Genetic Doctor

December the 10th, 2012 we set off to Vanderbilt at 8am to find out if Callie can be officially diagnosed with BOR syndrome. I will say in all the appointment we have had , they all we are in really fast. This appointment itself took forever but only because they took our whole family tree. They needed to know if anyone on either side had any characteristics of BOR syndrome or any other syndrome for that matter that would explain the birth defects that Callie was born with. Of course, we already knew that no one had anything even close to resemble what out poor daughter was born with. In fact, both sides of our families are really healthy in that aspect. Yes, we have some diabetics and even a few that have dies of cancer. but no birth defects. After taking a full medical history on Callie and taking our whole family tree, they concluded that if Callie did indeed have BOR she had a spontaneous case of it. My husband and I will still need to be tested just to see if we are carries but the doctor doesn't believe we are since there is no family history. Now lets talk about this test. Of course genetic testing is not always a sure thing. In the aspect of science, it is still a new thing but this test is only 40% accurate. So we are putting our hope and faith in a test that may not even tell us what we need to know.  If it comes back positive, she has it no doubt, but if it comes back negative, there is still a possibility she has BOR syndrome. Go figure! My husband actually debated not putting her through another blood stick, the baby has been stuck a lot in her short life, but we decided it was worth a shot to have some answers, hopefully.

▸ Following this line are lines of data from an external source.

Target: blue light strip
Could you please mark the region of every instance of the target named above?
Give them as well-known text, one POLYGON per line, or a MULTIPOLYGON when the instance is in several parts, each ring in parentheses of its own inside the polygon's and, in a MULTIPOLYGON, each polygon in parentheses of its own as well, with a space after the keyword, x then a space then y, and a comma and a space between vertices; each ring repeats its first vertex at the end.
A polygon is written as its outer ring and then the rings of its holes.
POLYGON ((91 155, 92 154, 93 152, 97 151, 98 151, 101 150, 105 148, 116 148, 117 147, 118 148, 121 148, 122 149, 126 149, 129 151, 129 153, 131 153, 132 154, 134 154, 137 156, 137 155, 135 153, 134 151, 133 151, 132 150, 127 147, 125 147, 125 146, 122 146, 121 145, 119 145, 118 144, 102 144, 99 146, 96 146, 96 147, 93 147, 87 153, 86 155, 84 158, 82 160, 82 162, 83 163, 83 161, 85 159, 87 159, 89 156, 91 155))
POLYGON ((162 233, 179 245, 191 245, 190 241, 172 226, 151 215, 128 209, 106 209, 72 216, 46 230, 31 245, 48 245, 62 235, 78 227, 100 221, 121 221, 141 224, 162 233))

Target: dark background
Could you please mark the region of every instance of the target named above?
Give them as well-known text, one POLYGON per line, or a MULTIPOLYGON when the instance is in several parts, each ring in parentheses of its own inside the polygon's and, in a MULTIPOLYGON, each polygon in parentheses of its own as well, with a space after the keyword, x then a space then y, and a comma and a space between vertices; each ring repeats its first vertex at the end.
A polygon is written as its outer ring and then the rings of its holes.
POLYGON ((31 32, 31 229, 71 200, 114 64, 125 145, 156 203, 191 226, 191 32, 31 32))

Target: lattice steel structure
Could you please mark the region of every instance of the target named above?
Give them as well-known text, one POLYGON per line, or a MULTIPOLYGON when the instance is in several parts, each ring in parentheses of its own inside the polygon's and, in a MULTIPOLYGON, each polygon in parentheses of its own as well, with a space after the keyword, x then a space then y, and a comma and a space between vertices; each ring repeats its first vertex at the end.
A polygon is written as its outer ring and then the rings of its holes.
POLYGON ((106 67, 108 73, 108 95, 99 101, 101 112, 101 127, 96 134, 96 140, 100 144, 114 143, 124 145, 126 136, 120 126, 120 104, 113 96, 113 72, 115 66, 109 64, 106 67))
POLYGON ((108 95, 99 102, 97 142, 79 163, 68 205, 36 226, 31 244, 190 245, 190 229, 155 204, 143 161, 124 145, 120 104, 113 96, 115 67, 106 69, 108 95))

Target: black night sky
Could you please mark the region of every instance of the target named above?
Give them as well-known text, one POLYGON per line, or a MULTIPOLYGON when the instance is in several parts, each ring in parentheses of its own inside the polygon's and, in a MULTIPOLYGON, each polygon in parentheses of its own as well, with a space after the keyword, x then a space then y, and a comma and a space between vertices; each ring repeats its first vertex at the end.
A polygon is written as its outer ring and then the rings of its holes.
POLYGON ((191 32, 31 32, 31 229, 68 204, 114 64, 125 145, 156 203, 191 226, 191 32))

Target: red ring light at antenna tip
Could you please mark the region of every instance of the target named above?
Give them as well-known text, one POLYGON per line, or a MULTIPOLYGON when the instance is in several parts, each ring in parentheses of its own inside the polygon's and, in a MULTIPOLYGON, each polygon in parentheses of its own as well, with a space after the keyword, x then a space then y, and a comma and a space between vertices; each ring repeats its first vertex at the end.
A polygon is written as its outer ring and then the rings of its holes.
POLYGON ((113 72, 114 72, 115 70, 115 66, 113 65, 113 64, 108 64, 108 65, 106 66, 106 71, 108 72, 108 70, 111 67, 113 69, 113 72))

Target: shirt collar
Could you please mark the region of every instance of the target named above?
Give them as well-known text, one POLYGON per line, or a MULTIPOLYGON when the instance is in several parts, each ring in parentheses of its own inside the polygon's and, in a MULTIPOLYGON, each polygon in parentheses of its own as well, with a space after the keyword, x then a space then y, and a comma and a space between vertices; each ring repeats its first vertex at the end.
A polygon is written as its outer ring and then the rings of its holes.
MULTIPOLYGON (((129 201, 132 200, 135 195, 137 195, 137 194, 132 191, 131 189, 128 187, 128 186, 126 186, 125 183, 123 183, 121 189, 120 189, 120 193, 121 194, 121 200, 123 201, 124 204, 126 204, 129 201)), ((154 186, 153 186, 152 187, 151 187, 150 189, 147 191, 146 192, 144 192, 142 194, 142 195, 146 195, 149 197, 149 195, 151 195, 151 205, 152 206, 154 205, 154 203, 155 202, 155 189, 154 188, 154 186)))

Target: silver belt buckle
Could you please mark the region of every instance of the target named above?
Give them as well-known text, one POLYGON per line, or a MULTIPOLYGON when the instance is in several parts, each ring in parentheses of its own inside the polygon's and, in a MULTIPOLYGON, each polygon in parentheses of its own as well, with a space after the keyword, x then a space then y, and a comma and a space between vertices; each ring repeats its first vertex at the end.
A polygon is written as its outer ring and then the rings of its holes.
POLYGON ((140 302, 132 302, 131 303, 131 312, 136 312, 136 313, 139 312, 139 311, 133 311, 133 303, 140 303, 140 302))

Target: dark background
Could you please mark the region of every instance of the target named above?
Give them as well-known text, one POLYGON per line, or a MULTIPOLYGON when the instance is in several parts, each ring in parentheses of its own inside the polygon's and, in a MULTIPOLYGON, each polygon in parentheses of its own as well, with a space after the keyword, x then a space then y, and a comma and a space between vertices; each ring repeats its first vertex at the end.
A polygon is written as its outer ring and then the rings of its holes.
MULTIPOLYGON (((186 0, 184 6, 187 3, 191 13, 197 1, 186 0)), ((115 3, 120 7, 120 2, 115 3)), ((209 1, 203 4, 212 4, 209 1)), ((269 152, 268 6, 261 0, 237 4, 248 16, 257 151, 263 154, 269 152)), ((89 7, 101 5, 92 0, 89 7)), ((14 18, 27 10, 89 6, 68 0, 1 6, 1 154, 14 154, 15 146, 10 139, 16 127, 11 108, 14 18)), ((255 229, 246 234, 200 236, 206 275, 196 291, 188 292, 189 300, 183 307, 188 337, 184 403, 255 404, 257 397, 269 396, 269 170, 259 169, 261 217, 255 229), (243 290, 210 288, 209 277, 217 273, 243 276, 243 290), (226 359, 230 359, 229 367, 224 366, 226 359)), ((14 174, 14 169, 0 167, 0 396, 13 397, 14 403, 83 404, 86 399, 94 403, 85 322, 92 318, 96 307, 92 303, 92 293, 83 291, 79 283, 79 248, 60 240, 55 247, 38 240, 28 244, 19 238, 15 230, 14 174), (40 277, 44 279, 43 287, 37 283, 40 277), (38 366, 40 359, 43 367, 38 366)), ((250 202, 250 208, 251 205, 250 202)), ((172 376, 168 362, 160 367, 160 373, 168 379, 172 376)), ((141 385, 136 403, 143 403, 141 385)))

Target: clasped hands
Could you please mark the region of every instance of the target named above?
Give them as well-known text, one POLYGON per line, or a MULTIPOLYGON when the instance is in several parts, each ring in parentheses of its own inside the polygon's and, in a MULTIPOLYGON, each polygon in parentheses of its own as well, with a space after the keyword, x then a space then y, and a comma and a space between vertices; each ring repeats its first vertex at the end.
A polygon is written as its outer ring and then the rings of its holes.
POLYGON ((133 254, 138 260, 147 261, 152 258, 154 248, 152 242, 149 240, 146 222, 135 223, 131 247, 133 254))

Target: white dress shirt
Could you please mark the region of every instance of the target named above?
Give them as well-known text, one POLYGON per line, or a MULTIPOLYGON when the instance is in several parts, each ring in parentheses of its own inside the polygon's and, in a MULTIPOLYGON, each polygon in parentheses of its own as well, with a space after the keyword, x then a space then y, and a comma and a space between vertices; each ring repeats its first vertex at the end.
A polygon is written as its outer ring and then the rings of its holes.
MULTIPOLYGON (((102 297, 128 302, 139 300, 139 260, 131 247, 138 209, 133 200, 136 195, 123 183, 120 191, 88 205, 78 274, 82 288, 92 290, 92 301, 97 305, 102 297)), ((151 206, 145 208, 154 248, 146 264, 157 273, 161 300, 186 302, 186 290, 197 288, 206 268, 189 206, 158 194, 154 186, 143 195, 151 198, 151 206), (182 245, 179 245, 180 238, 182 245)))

 Now some other information about this condition is... reflux.. Why? They have no idea but a lot of children with BOR syndrome have  reflux. Something about how their necks are formed especially the children that have the clefts. So all along she has been treated for acid reflux and been on all these meds and it could be because of this syndrome. Granted the meds can and still do help but since that's not whats causing the problem it won't completely go away until we have the cleft fixed.

We are suppose to go back to Vanderbilt in three months to find out the results of genetic test. It is going to be a long three months for us but hopefully we will find out something. Don't worry I will update much sooner then that. Life it always interesting around here. Maybe I should write about how breastfeeding is not so easy lol.. just maybe?